Edgar Varèse once said that “The present-day composer refuses to die,” and it’s true. One might even argue that nowadays the composer can thrive like never before. Liberated by home computers from the need for massive financial or technological resources and freed by alternate distribution means from the obligation to satisfy patrons, conductors, grant committees, or peer review boards before reaching the 500 people worldwide who give a shit, the circumstances are there for composers with a modicum of gumption to bypass the politics and struggle and simply get on with their work.

But Varèse might have added this caveat: “From now on the modern-day composer must descend from the ivory tower, work some crappy job that has nothing to do with his or her art, and live like everyone else.” While some try to transcend or escape this circumstance, Graham Lambkin and Jason Lescalleet have made it a cornerstone of their art. The Breadwinner is subtitled “musical settings for common environments and domestic situations,” but they’ve also made these musical settings from common environmental sounds and domestic situations. While both men are credited with using microphone, tapes, and Casio SK-5 (a cheap sampling keyboard), the main sound sources are the contents of Lambkin’s apartment; the utensils, people, and records within it, and its essential parts were fair game, as were any sounds that happened to come through the window while the two men wrangled with their reels of tape.

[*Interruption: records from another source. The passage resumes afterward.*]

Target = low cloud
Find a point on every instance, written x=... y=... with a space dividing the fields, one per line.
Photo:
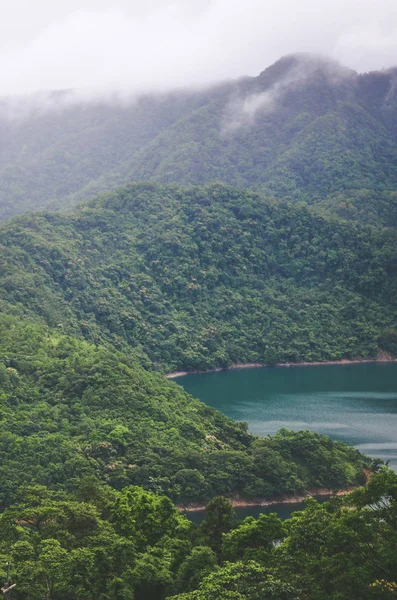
x=100 y=46
x=242 y=110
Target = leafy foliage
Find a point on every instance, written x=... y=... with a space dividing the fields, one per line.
x=305 y=130
x=204 y=278
x=72 y=412
x=133 y=544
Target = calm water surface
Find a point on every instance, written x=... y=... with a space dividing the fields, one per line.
x=356 y=404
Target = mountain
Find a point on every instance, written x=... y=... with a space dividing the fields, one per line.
x=205 y=277
x=71 y=411
x=304 y=130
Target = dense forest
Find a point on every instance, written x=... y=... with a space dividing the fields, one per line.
x=72 y=411
x=297 y=261
x=304 y=130
x=205 y=277
x=104 y=544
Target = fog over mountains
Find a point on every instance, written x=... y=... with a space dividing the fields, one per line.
x=306 y=130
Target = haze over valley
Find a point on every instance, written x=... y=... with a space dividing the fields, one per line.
x=193 y=189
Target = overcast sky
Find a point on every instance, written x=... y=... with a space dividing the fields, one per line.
x=146 y=44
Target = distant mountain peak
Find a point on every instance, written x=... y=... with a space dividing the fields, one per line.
x=308 y=65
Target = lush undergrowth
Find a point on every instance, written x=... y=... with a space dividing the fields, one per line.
x=70 y=410
x=204 y=278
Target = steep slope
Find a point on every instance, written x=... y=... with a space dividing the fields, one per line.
x=53 y=146
x=303 y=130
x=71 y=411
x=205 y=277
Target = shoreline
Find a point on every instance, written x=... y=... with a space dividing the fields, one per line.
x=237 y=503
x=235 y=366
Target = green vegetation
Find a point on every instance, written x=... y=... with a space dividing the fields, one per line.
x=321 y=134
x=204 y=278
x=131 y=544
x=71 y=411
x=96 y=304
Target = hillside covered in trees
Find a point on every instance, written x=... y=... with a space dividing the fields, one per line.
x=304 y=130
x=72 y=411
x=131 y=544
x=206 y=277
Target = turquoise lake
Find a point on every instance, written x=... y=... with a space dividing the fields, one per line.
x=354 y=403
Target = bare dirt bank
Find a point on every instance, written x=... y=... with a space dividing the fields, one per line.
x=383 y=358
x=238 y=503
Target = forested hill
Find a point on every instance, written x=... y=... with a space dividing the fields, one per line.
x=71 y=411
x=205 y=277
x=305 y=130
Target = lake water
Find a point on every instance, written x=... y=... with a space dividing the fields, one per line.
x=354 y=403
x=284 y=511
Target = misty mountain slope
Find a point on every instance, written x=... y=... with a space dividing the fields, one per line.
x=205 y=277
x=50 y=152
x=303 y=130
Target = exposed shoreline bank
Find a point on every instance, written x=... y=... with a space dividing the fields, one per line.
x=343 y=361
x=238 y=503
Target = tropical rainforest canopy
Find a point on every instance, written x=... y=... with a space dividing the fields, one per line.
x=99 y=301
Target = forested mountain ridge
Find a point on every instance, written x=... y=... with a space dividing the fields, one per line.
x=71 y=411
x=305 y=130
x=205 y=277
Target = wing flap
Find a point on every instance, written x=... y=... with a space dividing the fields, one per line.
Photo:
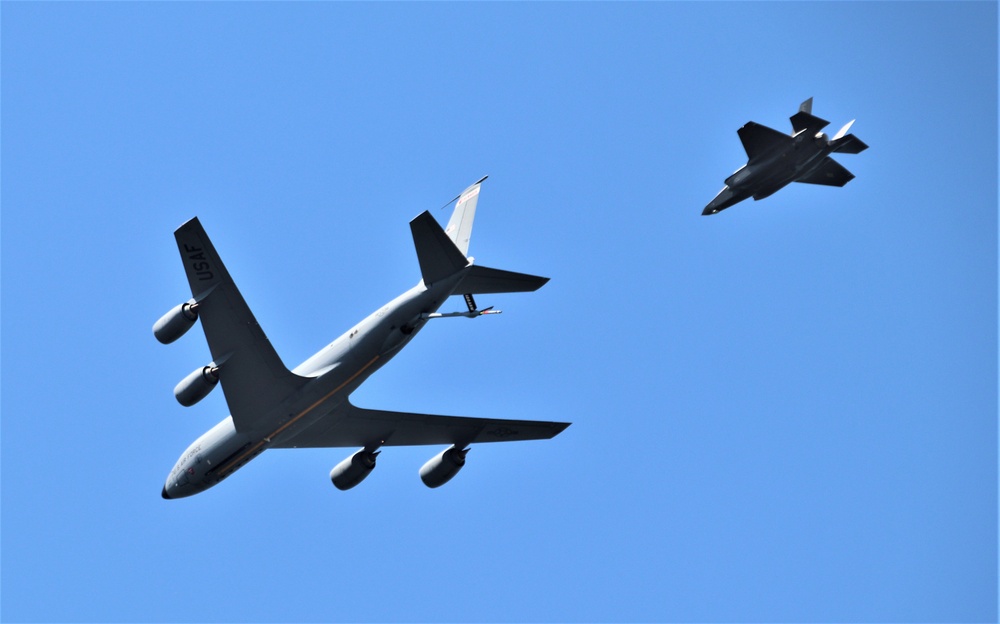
x=351 y=426
x=253 y=377
x=760 y=140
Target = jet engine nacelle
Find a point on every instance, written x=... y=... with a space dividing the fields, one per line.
x=442 y=467
x=175 y=323
x=197 y=385
x=353 y=470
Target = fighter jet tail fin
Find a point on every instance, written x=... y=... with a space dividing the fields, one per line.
x=848 y=144
x=805 y=120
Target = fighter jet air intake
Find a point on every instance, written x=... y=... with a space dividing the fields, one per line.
x=309 y=406
x=776 y=159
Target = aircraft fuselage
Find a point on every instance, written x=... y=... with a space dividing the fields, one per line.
x=337 y=371
x=764 y=176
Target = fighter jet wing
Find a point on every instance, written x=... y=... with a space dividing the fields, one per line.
x=760 y=140
x=252 y=375
x=350 y=426
x=829 y=173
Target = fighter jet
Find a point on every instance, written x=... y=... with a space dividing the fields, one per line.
x=775 y=159
x=309 y=406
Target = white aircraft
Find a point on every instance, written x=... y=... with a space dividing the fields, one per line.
x=309 y=406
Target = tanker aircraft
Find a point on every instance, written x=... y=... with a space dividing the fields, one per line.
x=777 y=159
x=309 y=406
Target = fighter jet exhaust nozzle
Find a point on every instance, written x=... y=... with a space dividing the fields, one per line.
x=353 y=470
x=442 y=467
x=175 y=323
x=197 y=385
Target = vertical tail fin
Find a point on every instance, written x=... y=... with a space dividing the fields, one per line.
x=438 y=256
x=805 y=120
x=459 y=228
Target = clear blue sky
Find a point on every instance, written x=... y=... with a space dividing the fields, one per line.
x=785 y=412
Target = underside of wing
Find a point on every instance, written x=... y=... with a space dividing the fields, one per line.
x=351 y=426
x=759 y=141
x=253 y=377
x=828 y=173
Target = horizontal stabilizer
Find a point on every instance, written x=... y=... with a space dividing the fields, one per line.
x=481 y=280
x=438 y=256
x=828 y=173
x=849 y=144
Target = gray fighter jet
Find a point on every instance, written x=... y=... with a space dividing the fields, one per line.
x=309 y=406
x=776 y=159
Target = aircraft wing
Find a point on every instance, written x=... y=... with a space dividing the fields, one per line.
x=350 y=426
x=253 y=377
x=829 y=173
x=760 y=140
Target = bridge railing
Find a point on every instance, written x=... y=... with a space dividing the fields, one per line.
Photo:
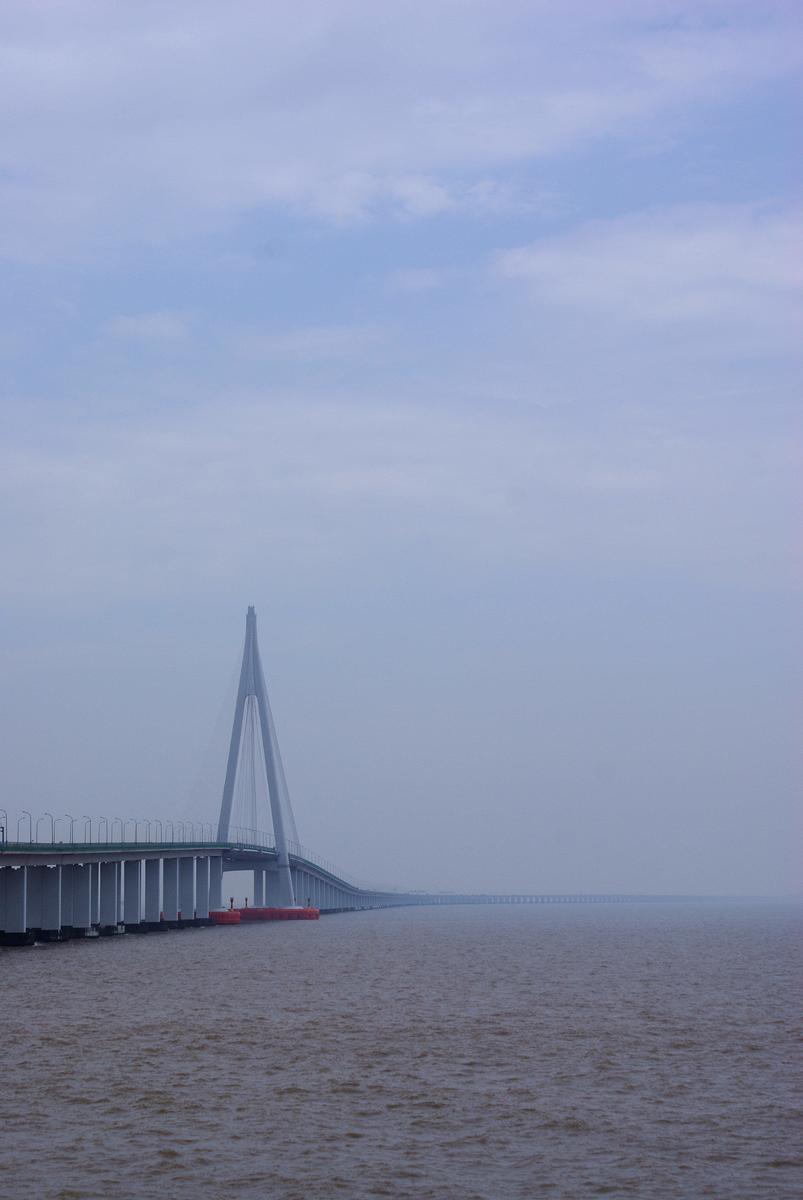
x=52 y=832
x=85 y=831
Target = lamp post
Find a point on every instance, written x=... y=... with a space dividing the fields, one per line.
x=52 y=826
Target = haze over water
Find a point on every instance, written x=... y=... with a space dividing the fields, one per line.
x=444 y=1054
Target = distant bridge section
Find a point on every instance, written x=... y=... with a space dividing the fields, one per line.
x=99 y=886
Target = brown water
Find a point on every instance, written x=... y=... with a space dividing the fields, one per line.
x=439 y=1053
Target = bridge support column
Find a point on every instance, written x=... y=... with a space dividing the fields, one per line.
x=187 y=888
x=82 y=895
x=273 y=898
x=109 y=894
x=151 y=891
x=34 y=885
x=202 y=887
x=52 y=898
x=95 y=893
x=171 y=888
x=16 y=899
x=67 y=895
x=132 y=892
x=216 y=882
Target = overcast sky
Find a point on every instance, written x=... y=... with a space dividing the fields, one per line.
x=460 y=339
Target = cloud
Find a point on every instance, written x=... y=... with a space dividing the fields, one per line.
x=316 y=342
x=315 y=481
x=689 y=265
x=130 y=130
x=160 y=327
x=418 y=279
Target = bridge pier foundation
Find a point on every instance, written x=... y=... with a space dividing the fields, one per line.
x=216 y=882
x=187 y=888
x=52 y=919
x=132 y=892
x=109 y=895
x=67 y=888
x=171 y=888
x=82 y=897
x=153 y=871
x=202 y=888
x=15 y=887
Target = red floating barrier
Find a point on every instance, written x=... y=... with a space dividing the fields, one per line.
x=226 y=916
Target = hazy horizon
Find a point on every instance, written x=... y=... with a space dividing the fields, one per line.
x=461 y=341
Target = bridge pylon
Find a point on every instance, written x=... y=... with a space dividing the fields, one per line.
x=252 y=684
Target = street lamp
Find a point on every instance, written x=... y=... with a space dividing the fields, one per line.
x=52 y=826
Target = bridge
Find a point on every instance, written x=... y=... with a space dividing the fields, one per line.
x=99 y=876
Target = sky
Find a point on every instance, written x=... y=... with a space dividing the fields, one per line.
x=460 y=339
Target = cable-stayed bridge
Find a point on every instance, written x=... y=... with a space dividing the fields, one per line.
x=82 y=876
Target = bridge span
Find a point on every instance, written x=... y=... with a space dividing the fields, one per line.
x=79 y=888
x=97 y=875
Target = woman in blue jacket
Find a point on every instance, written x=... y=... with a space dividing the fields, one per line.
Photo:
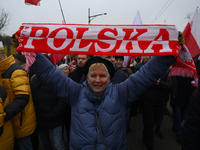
x=98 y=119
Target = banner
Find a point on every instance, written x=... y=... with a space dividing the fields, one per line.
x=123 y=40
x=33 y=2
x=191 y=34
x=136 y=21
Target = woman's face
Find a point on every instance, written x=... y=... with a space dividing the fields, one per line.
x=98 y=79
x=66 y=71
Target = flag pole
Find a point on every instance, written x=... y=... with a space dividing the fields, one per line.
x=62 y=12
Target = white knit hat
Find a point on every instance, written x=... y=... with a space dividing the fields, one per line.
x=62 y=66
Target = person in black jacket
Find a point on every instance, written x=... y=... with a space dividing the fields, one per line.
x=191 y=127
x=180 y=98
x=50 y=111
x=152 y=105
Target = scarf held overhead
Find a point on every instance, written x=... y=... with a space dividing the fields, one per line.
x=124 y=40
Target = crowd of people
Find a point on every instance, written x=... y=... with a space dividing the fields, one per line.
x=93 y=102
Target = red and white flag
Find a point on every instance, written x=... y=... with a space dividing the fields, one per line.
x=137 y=21
x=32 y=2
x=191 y=34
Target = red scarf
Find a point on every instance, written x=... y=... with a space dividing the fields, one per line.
x=122 y=40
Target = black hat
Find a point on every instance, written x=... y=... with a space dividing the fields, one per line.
x=98 y=59
x=119 y=57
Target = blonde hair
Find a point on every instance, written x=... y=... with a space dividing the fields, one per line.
x=98 y=65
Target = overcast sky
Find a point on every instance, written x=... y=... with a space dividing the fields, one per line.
x=172 y=12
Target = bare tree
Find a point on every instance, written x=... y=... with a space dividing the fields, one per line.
x=4 y=19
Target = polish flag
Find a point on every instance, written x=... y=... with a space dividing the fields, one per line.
x=137 y=21
x=191 y=34
x=33 y=2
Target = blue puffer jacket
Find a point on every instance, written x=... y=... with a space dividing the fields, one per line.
x=111 y=107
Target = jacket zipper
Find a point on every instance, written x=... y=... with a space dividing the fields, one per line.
x=96 y=122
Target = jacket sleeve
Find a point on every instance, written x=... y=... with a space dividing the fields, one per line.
x=63 y=86
x=21 y=91
x=3 y=96
x=59 y=109
x=138 y=83
x=174 y=90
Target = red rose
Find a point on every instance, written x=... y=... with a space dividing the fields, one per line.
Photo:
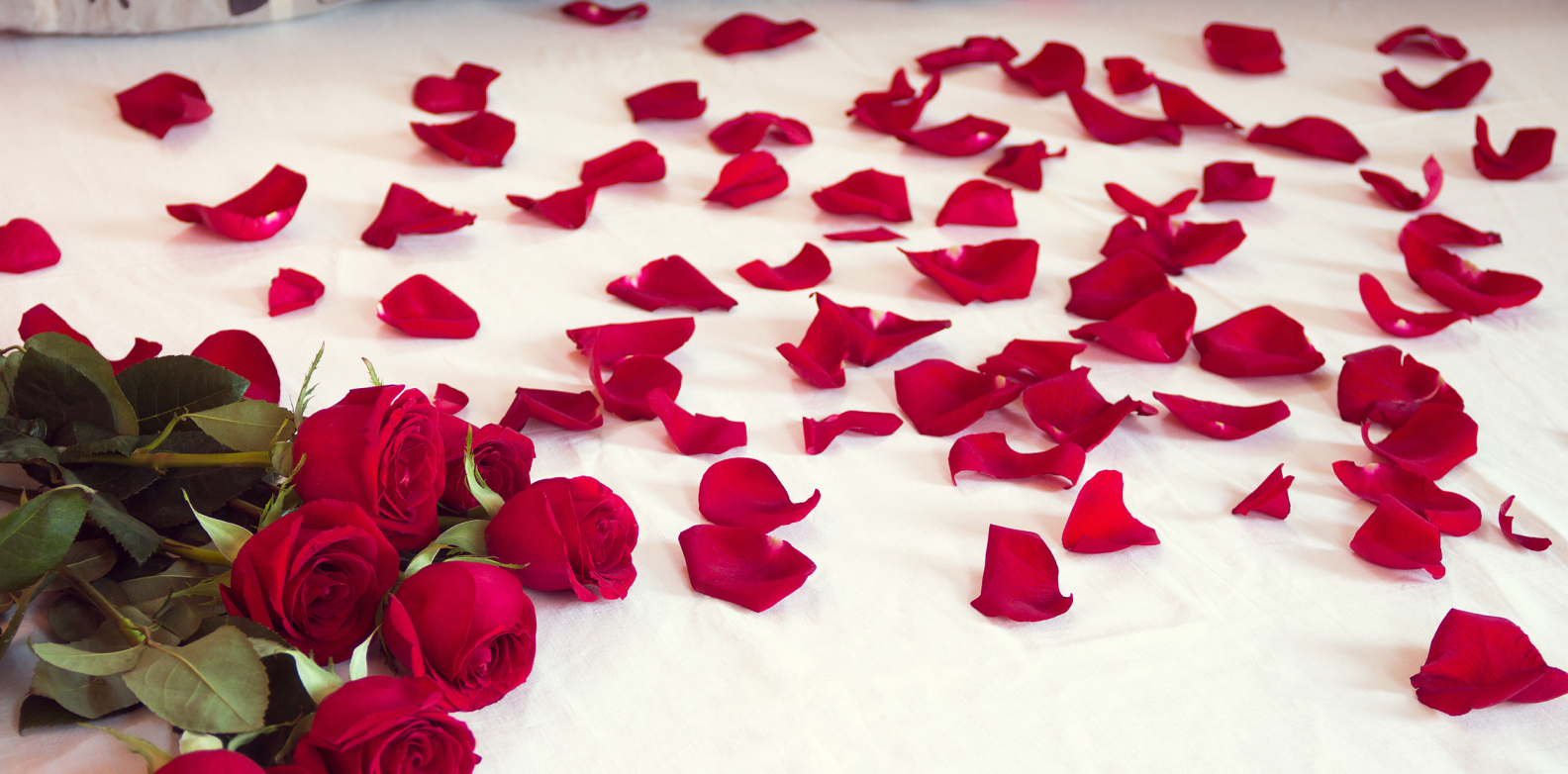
x=569 y=534
x=378 y=446
x=316 y=577
x=466 y=626
x=386 y=726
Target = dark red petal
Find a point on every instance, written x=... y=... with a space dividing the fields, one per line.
x=753 y=34
x=421 y=306
x=1156 y=328
x=1312 y=135
x=1506 y=522
x=246 y=356
x=821 y=433
x=1258 y=341
x=478 y=140
x=742 y=566
x=1221 y=421
x=1479 y=661
x=1398 y=320
x=806 y=270
x=745 y=492
x=695 y=433
x=748 y=179
x=26 y=246
x=161 y=102
x=971 y=52
x=964 y=137
x=1272 y=497
x=1100 y=522
x=257 y=214
x=1020 y=578
x=461 y=93
x=1116 y=128
x=674 y=101
x=988 y=453
x=1234 y=182
x=1055 y=67
x=1454 y=90
x=1245 y=48
x=1449 y=511
x=1431 y=442
x=867 y=193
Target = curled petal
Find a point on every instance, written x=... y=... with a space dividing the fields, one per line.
x=821 y=433
x=745 y=492
x=422 y=308
x=988 y=453
x=478 y=140
x=1258 y=341
x=742 y=566
x=806 y=270
x=257 y=214
x=1020 y=578
x=670 y=282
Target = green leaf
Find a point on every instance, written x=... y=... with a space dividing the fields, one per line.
x=37 y=536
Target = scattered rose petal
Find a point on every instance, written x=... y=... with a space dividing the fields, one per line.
x=1100 y=521
x=1258 y=341
x=1477 y=661
x=674 y=101
x=163 y=102
x=478 y=140
x=1399 y=539
x=742 y=566
x=819 y=433
x=1020 y=578
x=806 y=270
x=1245 y=48
x=988 y=453
x=745 y=492
x=257 y=214
x=422 y=308
x=753 y=34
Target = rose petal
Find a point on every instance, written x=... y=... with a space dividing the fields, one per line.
x=988 y=453
x=1116 y=128
x=866 y=193
x=819 y=433
x=257 y=214
x=161 y=102
x=753 y=34
x=1100 y=522
x=806 y=270
x=742 y=566
x=1258 y=341
x=1312 y=135
x=1399 y=539
x=745 y=492
x=1245 y=48
x=674 y=101
x=1020 y=578
x=748 y=179
x=478 y=140
x=422 y=308
x=1154 y=328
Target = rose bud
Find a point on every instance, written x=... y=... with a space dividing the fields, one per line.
x=316 y=577
x=378 y=446
x=466 y=626
x=568 y=534
x=386 y=726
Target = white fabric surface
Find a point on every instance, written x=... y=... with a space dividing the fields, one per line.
x=1237 y=644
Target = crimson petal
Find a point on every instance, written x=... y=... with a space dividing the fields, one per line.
x=422 y=308
x=257 y=214
x=742 y=566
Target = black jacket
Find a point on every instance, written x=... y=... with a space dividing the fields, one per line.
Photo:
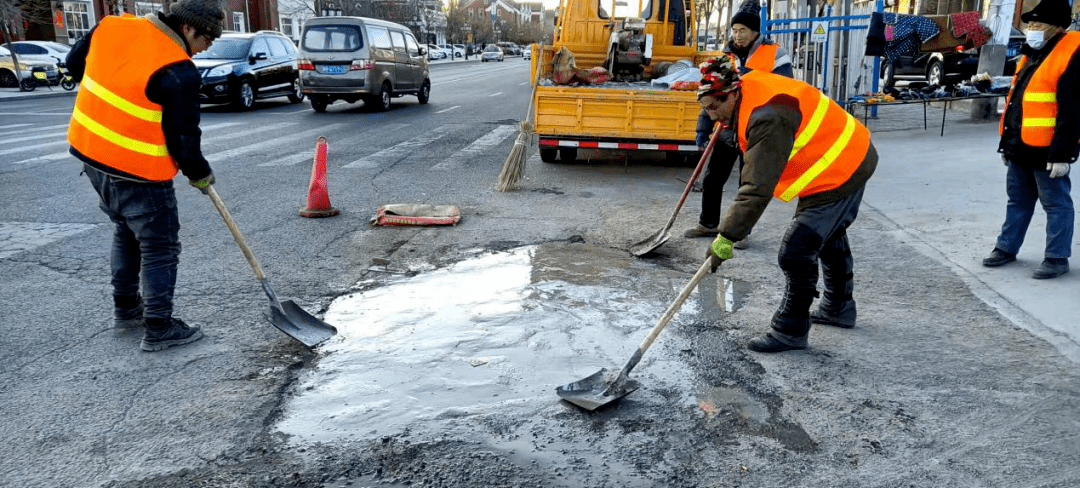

The duo work with sounds so mundane, one normally filters them out; one of the key elements of “There and Back” is a stirred drink, and “Soap Opera Suite” makes liberal use of a creaky door. Which might sound like an explicit homage to Pierre Henry’s “Variations on a Door and a Sigh,” but brings to mind another composer’s quote. John Cage once said that “If something is boring after two minutes, try it for four,” thereby implying that one could plumb rewards from the mundane by simply trying harder. The addendum here might be “if it’s boring after four, slow the tape down so that it lasts eight.” Lescalleet has often used tape speed manipulation to transform his material, and here that intervention makes the sounds of murmured conversation and stuff being moved across a table waver on the edge of strangeness; it’s as ordinary as ever, yet subtly — or not so subtly — off. Introduced surreptitiously into a domestic situation, The Breadwinner is likely to bring it to a halt. The rest of my family is pretty numb to most of the racket that comes out of my office, but the distorted gurgle running water on “Two States” totally freaked one of my teenagers. Lambkin and Lescalleet never explain their point of view, never give away their perspective on the sounds they’ve martialed, and they even withhold the auditory acknowledgement of what they’re doing until the penultimate track, when they insert the sound of a tape reel precipitously stopping. It’s up to the rest of us to keep listening harder.